Ya está claro, meridianamente claro. Hemos encontrado al culpable de todos nuestros males y, además, no hay discusión posible. Donald Trump se ha convertido en el eje sobre el que van a girar todas las miradas, todas las quejas, todos los insultos, toda la rabia contenida, todas las verdades guardadas como tesoros peligrosos que no se pueden decir. Trump es la diana perfecta. Atesora tal cantidad de defectos, ha dicho tantas barbaridades que todo se puede perdonar al resto del mundo, empezando por nuestro vecino, nuestra compañía, nuestro alcalde, nuestro técnico, nuestro concejal, nuestro policía, nuestro inspector, nuestro jefe, nuestro diputado, nuestro presidente de comunidad de vecinos, de comunidad autónoma, de gobierno...¡Para qué quejarnos de lo concreto! Es relajante, se descargan tensiones, se empatiza con una masa que parece rodearlo todo y de la que nos sentimos partícipes. Atrás queda la realidad, la verdad o sencillamente, nuestra particular verdad.

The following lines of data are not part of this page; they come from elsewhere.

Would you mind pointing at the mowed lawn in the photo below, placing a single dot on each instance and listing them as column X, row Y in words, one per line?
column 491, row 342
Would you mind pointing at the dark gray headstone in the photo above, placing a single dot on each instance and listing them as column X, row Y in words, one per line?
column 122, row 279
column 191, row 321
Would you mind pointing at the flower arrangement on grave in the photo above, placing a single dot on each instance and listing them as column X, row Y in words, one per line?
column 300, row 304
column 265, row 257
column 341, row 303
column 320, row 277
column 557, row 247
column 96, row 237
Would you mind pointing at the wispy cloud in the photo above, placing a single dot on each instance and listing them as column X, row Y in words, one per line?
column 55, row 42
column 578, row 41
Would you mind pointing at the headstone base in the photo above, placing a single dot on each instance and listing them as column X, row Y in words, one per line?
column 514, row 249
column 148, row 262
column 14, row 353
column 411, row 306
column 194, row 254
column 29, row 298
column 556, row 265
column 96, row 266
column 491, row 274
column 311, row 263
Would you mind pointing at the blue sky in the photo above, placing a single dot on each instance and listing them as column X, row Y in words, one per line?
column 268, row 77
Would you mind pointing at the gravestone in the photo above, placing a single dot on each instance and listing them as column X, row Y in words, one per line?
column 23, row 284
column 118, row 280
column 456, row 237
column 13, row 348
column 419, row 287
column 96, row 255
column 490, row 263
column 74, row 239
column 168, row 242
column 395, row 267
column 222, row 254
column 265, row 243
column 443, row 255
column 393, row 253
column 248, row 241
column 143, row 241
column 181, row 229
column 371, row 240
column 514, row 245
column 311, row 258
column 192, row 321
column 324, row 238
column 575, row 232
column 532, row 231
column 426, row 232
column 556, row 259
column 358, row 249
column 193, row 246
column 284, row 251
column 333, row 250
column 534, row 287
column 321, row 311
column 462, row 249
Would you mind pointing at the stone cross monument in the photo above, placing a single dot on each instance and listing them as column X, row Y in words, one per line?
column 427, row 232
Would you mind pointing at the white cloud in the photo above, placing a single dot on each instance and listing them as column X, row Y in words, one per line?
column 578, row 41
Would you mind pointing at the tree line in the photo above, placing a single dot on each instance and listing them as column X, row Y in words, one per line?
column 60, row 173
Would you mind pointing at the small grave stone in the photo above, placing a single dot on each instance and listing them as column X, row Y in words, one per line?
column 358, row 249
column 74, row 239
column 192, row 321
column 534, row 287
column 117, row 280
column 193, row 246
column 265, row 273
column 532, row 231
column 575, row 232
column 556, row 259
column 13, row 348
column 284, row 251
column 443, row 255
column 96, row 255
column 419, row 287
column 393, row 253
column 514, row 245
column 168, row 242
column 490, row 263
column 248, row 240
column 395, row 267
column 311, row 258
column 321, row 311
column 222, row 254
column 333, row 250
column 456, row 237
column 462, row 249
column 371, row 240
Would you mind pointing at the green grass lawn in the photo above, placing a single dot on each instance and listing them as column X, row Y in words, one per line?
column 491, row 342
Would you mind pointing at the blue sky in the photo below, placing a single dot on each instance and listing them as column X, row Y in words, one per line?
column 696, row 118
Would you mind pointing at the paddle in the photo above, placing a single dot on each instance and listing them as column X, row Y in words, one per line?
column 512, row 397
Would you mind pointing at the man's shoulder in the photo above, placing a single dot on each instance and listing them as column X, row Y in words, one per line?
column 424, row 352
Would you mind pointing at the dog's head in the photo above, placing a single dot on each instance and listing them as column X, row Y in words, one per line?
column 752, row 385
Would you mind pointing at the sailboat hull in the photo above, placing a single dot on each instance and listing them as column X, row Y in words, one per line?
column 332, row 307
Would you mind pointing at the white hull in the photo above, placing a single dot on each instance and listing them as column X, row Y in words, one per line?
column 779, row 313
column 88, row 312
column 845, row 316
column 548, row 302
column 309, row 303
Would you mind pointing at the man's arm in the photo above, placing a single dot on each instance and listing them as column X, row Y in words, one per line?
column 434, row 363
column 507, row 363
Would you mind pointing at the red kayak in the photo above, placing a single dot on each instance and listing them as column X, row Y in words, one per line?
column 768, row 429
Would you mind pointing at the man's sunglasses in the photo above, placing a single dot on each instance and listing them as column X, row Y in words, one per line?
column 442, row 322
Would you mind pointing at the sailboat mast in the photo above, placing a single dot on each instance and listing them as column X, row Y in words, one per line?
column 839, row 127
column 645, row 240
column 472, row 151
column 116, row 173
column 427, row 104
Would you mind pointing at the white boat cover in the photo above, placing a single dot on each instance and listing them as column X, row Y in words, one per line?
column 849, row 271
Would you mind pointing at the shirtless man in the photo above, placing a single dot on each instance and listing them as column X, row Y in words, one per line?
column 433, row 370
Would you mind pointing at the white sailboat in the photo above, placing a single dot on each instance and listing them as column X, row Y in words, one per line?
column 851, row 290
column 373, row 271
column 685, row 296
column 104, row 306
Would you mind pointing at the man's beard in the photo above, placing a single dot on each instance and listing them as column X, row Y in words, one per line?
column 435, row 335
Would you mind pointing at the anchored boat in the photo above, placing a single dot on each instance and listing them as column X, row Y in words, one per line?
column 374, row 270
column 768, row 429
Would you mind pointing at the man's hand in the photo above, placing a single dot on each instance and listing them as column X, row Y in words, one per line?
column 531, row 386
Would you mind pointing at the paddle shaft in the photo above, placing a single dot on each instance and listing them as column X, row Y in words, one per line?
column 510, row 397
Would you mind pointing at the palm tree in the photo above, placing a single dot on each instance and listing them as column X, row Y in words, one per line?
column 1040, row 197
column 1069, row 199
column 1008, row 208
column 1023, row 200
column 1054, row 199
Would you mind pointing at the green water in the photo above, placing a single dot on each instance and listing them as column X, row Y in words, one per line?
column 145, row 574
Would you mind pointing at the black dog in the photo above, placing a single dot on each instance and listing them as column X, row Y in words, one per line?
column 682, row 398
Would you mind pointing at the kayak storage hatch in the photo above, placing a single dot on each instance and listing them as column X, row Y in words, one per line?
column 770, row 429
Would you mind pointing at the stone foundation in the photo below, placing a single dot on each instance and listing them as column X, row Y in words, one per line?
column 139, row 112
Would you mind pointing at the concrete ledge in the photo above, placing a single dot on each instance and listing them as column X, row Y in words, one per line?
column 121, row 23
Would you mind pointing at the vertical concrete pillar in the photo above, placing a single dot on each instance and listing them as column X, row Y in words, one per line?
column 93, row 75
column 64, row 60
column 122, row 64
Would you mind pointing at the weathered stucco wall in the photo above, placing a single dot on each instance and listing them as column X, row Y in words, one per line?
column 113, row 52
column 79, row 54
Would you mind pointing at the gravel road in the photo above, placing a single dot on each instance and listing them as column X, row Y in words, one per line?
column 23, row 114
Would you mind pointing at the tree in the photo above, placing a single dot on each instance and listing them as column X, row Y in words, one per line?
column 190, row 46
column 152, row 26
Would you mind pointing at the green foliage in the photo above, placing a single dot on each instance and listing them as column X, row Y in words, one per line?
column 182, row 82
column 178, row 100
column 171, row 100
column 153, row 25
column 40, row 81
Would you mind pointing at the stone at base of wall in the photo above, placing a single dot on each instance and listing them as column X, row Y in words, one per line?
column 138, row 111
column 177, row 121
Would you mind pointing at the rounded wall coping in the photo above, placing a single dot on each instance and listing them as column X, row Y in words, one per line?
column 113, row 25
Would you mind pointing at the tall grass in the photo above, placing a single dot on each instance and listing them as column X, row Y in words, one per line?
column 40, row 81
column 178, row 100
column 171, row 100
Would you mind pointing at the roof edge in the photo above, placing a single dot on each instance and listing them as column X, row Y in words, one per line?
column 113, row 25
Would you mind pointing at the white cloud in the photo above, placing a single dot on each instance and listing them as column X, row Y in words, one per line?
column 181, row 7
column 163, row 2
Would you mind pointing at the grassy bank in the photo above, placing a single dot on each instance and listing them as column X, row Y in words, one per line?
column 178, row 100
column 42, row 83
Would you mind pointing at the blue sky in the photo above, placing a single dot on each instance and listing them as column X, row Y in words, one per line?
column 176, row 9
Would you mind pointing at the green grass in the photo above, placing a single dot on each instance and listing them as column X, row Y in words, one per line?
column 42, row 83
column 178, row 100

Así las cosas, miles, cientos de miles o millones de personas, sintiéndose mal con el presidente elegido democráticamente en Estados Unidos -¡con ayuda de los rusos!- en realidad, se empiezan a sentir bien. No se acuerdan de esos "frentes" que les quitan la paz interior y puede que hasta la exterior. Parecen sentirse más tranquilos ante la acuciante necesidad de dar respuesta al día a día, a lo cotidiano, a lo que nos trae cada minuto. Por fin estamos de acuerdo todas y todos en algo. Como dice una persona que conozco: ¡es que lo que haga Trump nos va a afectar a todos!
Mentalmente, oigo un "plof" que interpreto como que no puedo volver a intentar traspasar una muralla infranqueable.